Some tracks might have fit on a missing Columbia blues album (Dion was doing “Spoonful” and “Hootchie Coochie Man” before the whole Blues Project–Paul Butterfield Blues Band thing happened, and if Columbia had been as hip as Verve or Elektra, he’d probably be considered the father of blues-rock). Some, like “Can’t Start Over Again,” have the sensitive restraint of his singer-songwriter years at Warner Brothers. There have been a lot of Dions through the decades, and on this set he touches on many of them, taking us back to the Bronx, where he met his wife, Susan (“Bam Bang Boom”), to the cocky chest-thumping of “The Wanderer” on “I Got the Cure,” to his Greenwich Village days on “My Baby Loves to Boogie,” with harp by John Hammond Jr. He even references “Drip Drop” on “What If I Told You,” which features a ripping Samantha Fish guitar solo.
He also sets a striking scene. In April 1962, Dion and Sam Cooke were co-headliners (both artists’ photos are in the center of the souvenir program) on the Supersonic Record Show of Stars tour, billed over such R&B and blues giants as The Drifters, Solomon Burke, Gladys Knight and the Pips, and B.B. King. Were any two solo artists bigger in that year? Cooke was on a hit run of “Twistin’ the Night Away,” “Bring It on Home to Me,” and “Having a Party,” and Dion was riding high with “The Wanderer” and “Lovers Who Wander.” Dion’s “Song for Sam Cooke (Here in America),” with Paul Simon on quiet, rueful supporting vocals, is his recollection of that time, when he and Cooke could share a stage (“You sang ‘You Send Me’,” Dion recalls, “I sang ‘I Wonder Why’”) but not hotels or restaurants; when Dion was faced, as the two of them walked the Memphis streets together, with the fact of segregation. The song quotes Cooke’s “Chain Gang,” the sound of shackled men, and mentions “A Change Is Gonna Come” and “This Land Is Your Land.” It’s his American tune, with faint musical echoes of his sound that began in the Bronx in the 1950s.
VIDEO: Dion “Song For Sam Cooke”
Dion has traveled through it all.
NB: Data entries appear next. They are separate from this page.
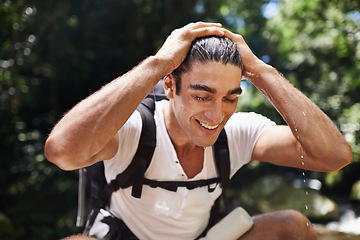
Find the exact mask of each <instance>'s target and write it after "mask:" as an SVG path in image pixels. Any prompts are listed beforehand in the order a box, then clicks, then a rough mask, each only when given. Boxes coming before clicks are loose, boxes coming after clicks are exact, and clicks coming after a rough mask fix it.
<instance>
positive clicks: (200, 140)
mask: <svg viewBox="0 0 360 240" xmlns="http://www.w3.org/2000/svg"><path fill="white" fill-rule="evenodd" d="M216 139H217V138H216ZM216 139H193V143H194V144H195V145H196V146H199V147H211V146H212V145H214V143H215V142H216Z"/></svg>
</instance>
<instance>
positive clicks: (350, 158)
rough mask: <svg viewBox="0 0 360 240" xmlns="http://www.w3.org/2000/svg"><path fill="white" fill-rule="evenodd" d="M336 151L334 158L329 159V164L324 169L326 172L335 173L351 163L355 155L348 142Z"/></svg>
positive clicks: (327, 161)
mask: <svg viewBox="0 0 360 240" xmlns="http://www.w3.org/2000/svg"><path fill="white" fill-rule="evenodd" d="M335 151H336V152H334V153H332V157H330V159H328V161H327V162H329V164H326V166H325V167H324V172H335V171H338V170H340V169H342V168H344V167H345V166H347V165H349V164H350V163H351V161H352V158H353V155H352V148H351V146H350V144H348V143H347V142H346V143H344V144H343V145H342V146H341V147H339V148H337V149H336V150H335Z"/></svg>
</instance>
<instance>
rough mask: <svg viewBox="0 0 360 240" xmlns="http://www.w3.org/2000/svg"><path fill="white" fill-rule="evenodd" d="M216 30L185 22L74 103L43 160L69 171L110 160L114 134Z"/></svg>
mask: <svg viewBox="0 0 360 240" xmlns="http://www.w3.org/2000/svg"><path fill="white" fill-rule="evenodd" d="M220 27H221V26H220V25H219V24H211V23H195V24H194V23H191V24H189V25H187V26H185V27H183V28H181V29H177V30H175V31H173V33H172V34H171V35H170V36H169V37H168V38H167V40H166V41H165V43H164V45H163V47H162V48H161V49H160V50H159V52H158V53H157V54H156V55H155V56H152V57H149V58H147V59H145V60H144V61H143V62H142V63H140V64H139V65H138V66H137V67H135V68H134V69H133V70H131V71H130V72H128V73H127V74H125V75H123V76H121V77H119V78H117V79H115V80H113V81H112V82H110V83H109V84H107V85H105V86H104V87H103V88H101V89H100V90H99V91H97V92H96V93H94V94H92V95H91V96H89V97H88V98H86V99H85V100H83V101H81V102H80V103H79V104H77V105H76V106H75V107H74V108H73V109H71V110H70V111H69V112H68V113H67V114H66V115H65V116H64V117H63V118H62V119H61V120H60V121H59V122H58V123H57V124H56V125H55V127H54V129H53V130H52V131H51V133H50V135H49V137H48V139H47V141H46V143H45V155H46V157H47V159H48V160H49V161H51V162H53V163H55V164H56V165H58V166H59V167H60V168H62V169H65V170H73V169H76V168H81V167H84V166H89V165H91V164H93V163H95V162H98V161H101V160H104V159H109V158H111V157H113V156H114V155H115V154H116V151H117V148H118V141H119V140H118V136H117V132H118V130H119V129H120V128H121V127H122V126H123V125H124V123H125V122H126V121H127V119H128V118H129V117H130V116H131V114H132V113H133V112H134V111H135V109H136V107H137V106H138V105H139V103H140V102H141V101H142V99H144V97H145V96H146V95H147V94H148V93H149V92H150V91H151V90H152V89H153V87H154V86H155V84H156V83H157V82H158V81H159V80H160V79H161V78H162V77H163V76H164V75H166V74H168V73H171V72H172V70H174V69H175V68H177V67H178V66H179V65H180V64H181V63H182V61H183V60H184V58H185V57H186V54H187V52H188V50H189V48H190V46H191V43H192V41H193V40H194V39H195V38H198V37H201V36H206V35H218V36H222V35H223V34H224V33H223V30H222V29H221V28H220Z"/></svg>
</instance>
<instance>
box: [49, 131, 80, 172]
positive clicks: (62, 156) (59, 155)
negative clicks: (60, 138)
mask: <svg viewBox="0 0 360 240" xmlns="http://www.w3.org/2000/svg"><path fill="white" fill-rule="evenodd" d="M44 154H45V157H46V159H47V160H48V161H49V162H51V163H53V164H55V165H56V166H58V167H59V168H60V169H62V170H65V171H72V170H75V169H78V167H76V166H75V165H74V161H72V160H73V159H72V158H71V157H70V156H69V154H68V153H67V152H66V150H65V148H64V147H61V144H59V143H58V142H57V141H55V140H54V139H53V138H51V137H49V138H48V139H47V140H46V142H45V148H44Z"/></svg>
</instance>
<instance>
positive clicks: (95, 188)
mask: <svg viewBox="0 0 360 240" xmlns="http://www.w3.org/2000/svg"><path fill="white" fill-rule="evenodd" d="M162 99H167V98H166V96H165V93H164V89H163V86H162V81H160V82H159V83H158V84H157V85H156V86H155V88H154V90H153V91H152V92H151V93H150V94H149V95H148V96H147V97H146V98H145V99H144V100H143V101H142V102H141V103H140V105H139V106H138V107H137V111H139V113H140V115H141V119H142V131H141V135H140V140H139V145H138V148H137V151H136V153H135V155H134V157H133V160H132V161H131V163H130V164H129V166H128V167H127V168H126V169H125V170H124V171H123V172H122V173H120V174H118V175H117V177H116V178H115V179H113V180H112V181H111V182H110V183H107V181H106V179H105V171H104V163H103V161H101V162H98V163H95V164H94V165H92V166H90V167H87V168H86V172H87V174H88V178H89V179H90V192H91V208H92V211H91V213H90V215H89V217H88V221H87V225H92V224H93V222H94V221H95V218H96V215H97V213H98V212H99V211H100V209H104V208H105V207H106V206H107V205H108V204H109V200H110V197H111V194H112V193H113V192H116V191H117V190H118V189H120V188H127V187H130V186H132V196H133V197H135V198H140V197H141V193H142V187H143V185H144V184H145V185H149V186H150V187H153V188H155V187H161V188H164V189H166V190H169V191H176V190H177V188H178V187H186V188H188V189H194V188H197V187H203V186H206V185H207V186H208V191H209V192H212V191H214V190H215V187H216V186H215V187H214V188H211V185H213V184H215V183H216V184H218V183H220V186H221V187H222V188H223V193H222V196H223V197H224V196H225V193H224V192H225V191H224V188H225V187H226V186H227V185H228V183H229V181H230V157H229V149H228V143H227V136H226V132H225V130H224V129H223V130H222V131H221V133H220V135H219V137H218V139H217V141H216V142H215V144H214V145H213V148H214V149H213V152H214V159H215V165H216V169H217V172H218V177H216V178H211V179H205V180H195V181H157V180H151V179H147V178H145V177H144V174H145V172H146V170H147V168H148V166H149V165H150V162H151V159H152V156H153V153H154V150H155V145H156V125H155V120H154V111H155V101H156V100H162ZM81 171H84V170H83V169H82V170H80V175H81ZM82 185H84V184H82ZM79 186H80V181H79ZM81 194H82V195H84V190H82V191H81V190H80V189H79V206H80V198H85V197H84V196H83V197H81V196H80V195H81ZM219 202H220V197H219V198H218V199H217V200H216V202H215V204H214V206H213V209H212V213H211V217H210V222H213V223H211V225H213V224H215V218H216V217H215V215H217V214H218V213H219V205H220V204H219ZM79 209H80V207H79ZM79 212H81V210H80V211H78V219H77V220H78V221H77V225H78V226H79V225H80V226H82V225H81V224H83V223H82V222H81V217H79ZM82 212H83V210H82Z"/></svg>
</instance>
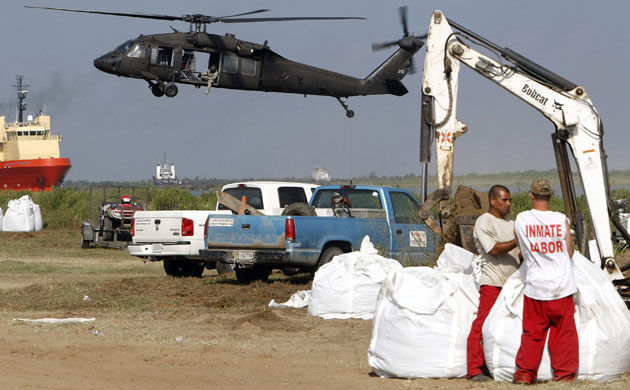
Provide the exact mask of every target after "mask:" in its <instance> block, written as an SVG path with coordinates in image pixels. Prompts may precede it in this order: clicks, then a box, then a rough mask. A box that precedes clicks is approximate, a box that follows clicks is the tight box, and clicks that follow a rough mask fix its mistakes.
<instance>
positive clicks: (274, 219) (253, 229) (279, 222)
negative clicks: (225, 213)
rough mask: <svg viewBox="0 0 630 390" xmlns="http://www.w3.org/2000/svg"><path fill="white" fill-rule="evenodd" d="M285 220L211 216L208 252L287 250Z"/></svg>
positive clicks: (249, 216)
mask: <svg viewBox="0 0 630 390" xmlns="http://www.w3.org/2000/svg"><path fill="white" fill-rule="evenodd" d="M285 220H286V217H285V216H266V217H264V218H261V217H260V216H255V215H212V214H211V215H210V216H209V217H208V248H245V247H246V248H247V249H285V248H286V238H285V226H284V224H285Z"/></svg>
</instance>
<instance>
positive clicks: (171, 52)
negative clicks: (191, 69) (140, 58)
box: [149, 45, 182, 81]
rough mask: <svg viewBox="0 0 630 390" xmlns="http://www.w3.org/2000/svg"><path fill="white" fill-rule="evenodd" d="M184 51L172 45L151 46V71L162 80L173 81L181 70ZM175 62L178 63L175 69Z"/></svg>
mask: <svg viewBox="0 0 630 390" xmlns="http://www.w3.org/2000/svg"><path fill="white" fill-rule="evenodd" d="M181 59H182V52H181V49H176V48H174V47H172V46H161V45H156V46H153V45H152V46H151V58H150V60H149V72H150V73H153V74H154V75H156V76H157V77H158V78H159V79H160V80H163V81H171V80H172V78H173V76H174V75H175V74H176V73H178V72H179V71H180V69H179V68H180V67H179V65H180V64H181ZM175 64H178V66H177V69H175Z"/></svg>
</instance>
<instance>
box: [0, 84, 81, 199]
mask: <svg viewBox="0 0 630 390" xmlns="http://www.w3.org/2000/svg"><path fill="white" fill-rule="evenodd" d="M23 79H24V78H23V76H17V84H16V85H15V87H16V88H17V90H18V100H19V103H18V113H19V114H18V120H17V121H16V122H6V121H5V117H4V116H0V190H31V191H40V190H44V191H50V189H51V188H52V187H53V186H56V185H57V184H59V183H61V182H62V181H63V178H64V177H65V176H66V173H68V170H69V169H70V167H71V166H72V164H71V163H70V159H68V158H61V157H60V154H59V142H61V140H62V137H61V136H60V135H54V134H51V132H50V116H48V115H44V114H43V113H42V112H41V111H40V113H39V114H38V115H37V116H36V117H35V118H33V117H32V116H31V115H29V116H28V117H27V118H26V121H25V120H24V117H23V115H24V111H26V102H25V99H26V94H27V92H28V91H26V90H25V87H26V85H24V84H22V81H23Z"/></svg>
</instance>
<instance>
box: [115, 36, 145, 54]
mask: <svg viewBox="0 0 630 390" xmlns="http://www.w3.org/2000/svg"><path fill="white" fill-rule="evenodd" d="M136 42H139V41H138V40H137V39H132V40H129V41H127V42H125V43H123V44H122V45H120V46H118V47H117V48H116V49H114V53H115V54H125V53H126V52H127V50H129V48H130V47H131V45H133V44H134V43H136Z"/></svg>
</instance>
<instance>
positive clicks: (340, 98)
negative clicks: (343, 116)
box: [337, 97, 354, 118]
mask: <svg viewBox="0 0 630 390" xmlns="http://www.w3.org/2000/svg"><path fill="white" fill-rule="evenodd" d="M347 100H348V98H347V97H337V101H338V102H339V104H341V107H343V109H344V110H346V116H347V117H348V118H352V117H353V116H354V111H352V110H348V105H347V104H346V101H347Z"/></svg>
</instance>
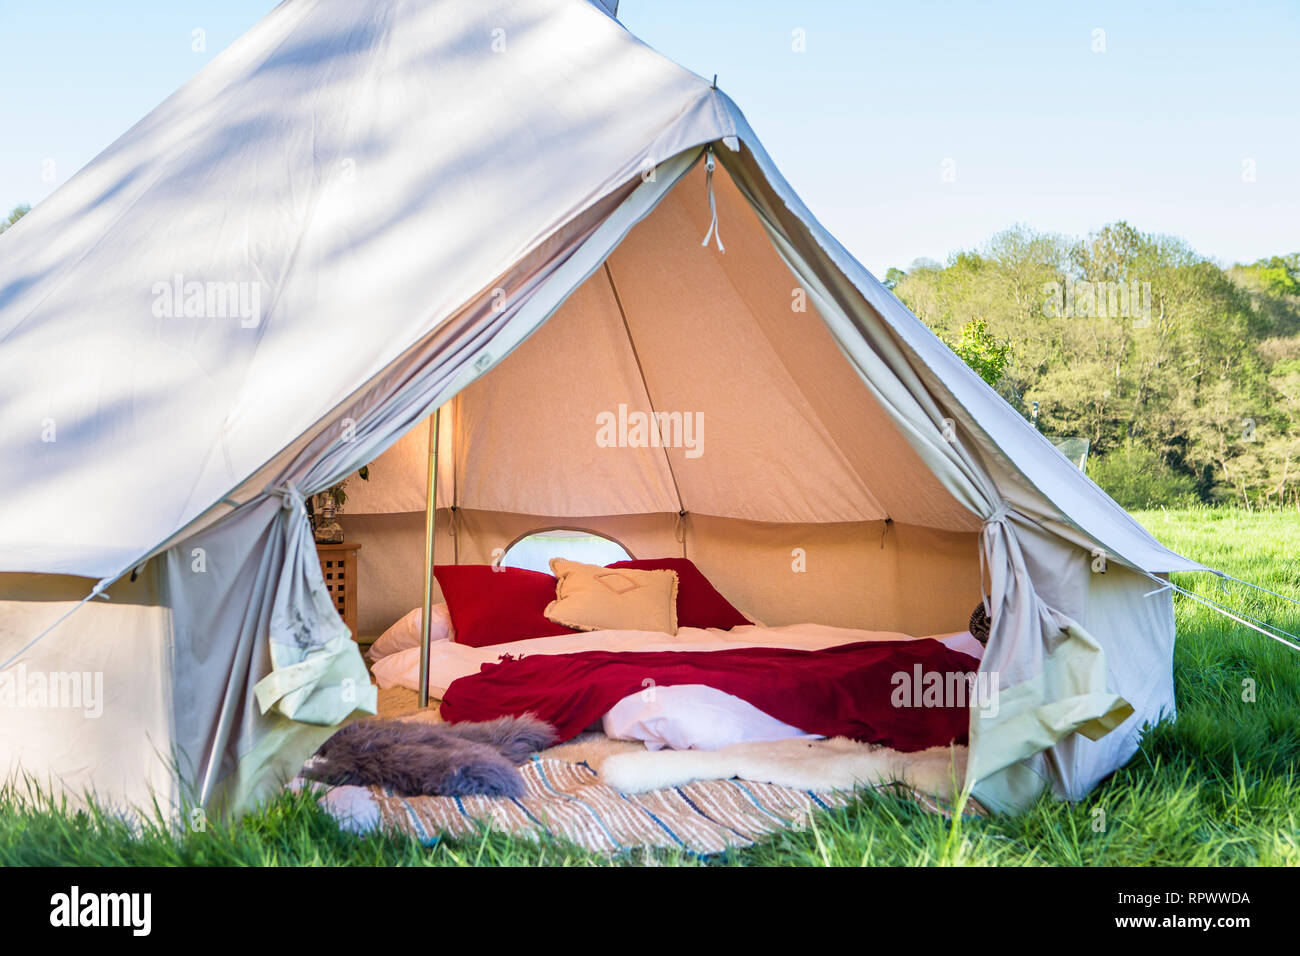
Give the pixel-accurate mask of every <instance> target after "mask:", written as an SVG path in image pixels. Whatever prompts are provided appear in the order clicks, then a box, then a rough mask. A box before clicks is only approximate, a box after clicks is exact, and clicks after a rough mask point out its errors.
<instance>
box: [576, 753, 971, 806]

From the days of Alan Freed and Buddy Holly, to hanging out in the studio with Bob Dylan (who contributes liner notes to this album), to “Abraham, Martin and John,” through despair and salvation, from doo wop to folk to gospel and back to rock and blues. (Full disclosure: I played a part in signing Dion to Arista to record Yo Frankie, and in bringing the Son of Skip James album to Verve.) And back to gospel, which is where he brings Blues with Friends to a close.
If you weren’t paying attention during Dion’s 1980s Christian-music period, songs like “Hymn to Him” slipped by you, but Dion has revived that one here, and it speaks to this moment. “Do you search for the shelter,” he sings, “from life’s oncoming storms?” Patti Scialfa’s voice hovers gracefully above Dion’s, and her husband’s guitar enters midway through with an instantly identifiable dark twang, creating echoes of Link Wray and Duane Eddy. Dion imagines a path away from misfortune and pain, to the sun poking through the ominous clouds drawn by Springsteen’s guitar.
In the end, Dion comes out of the blues, and points to the light.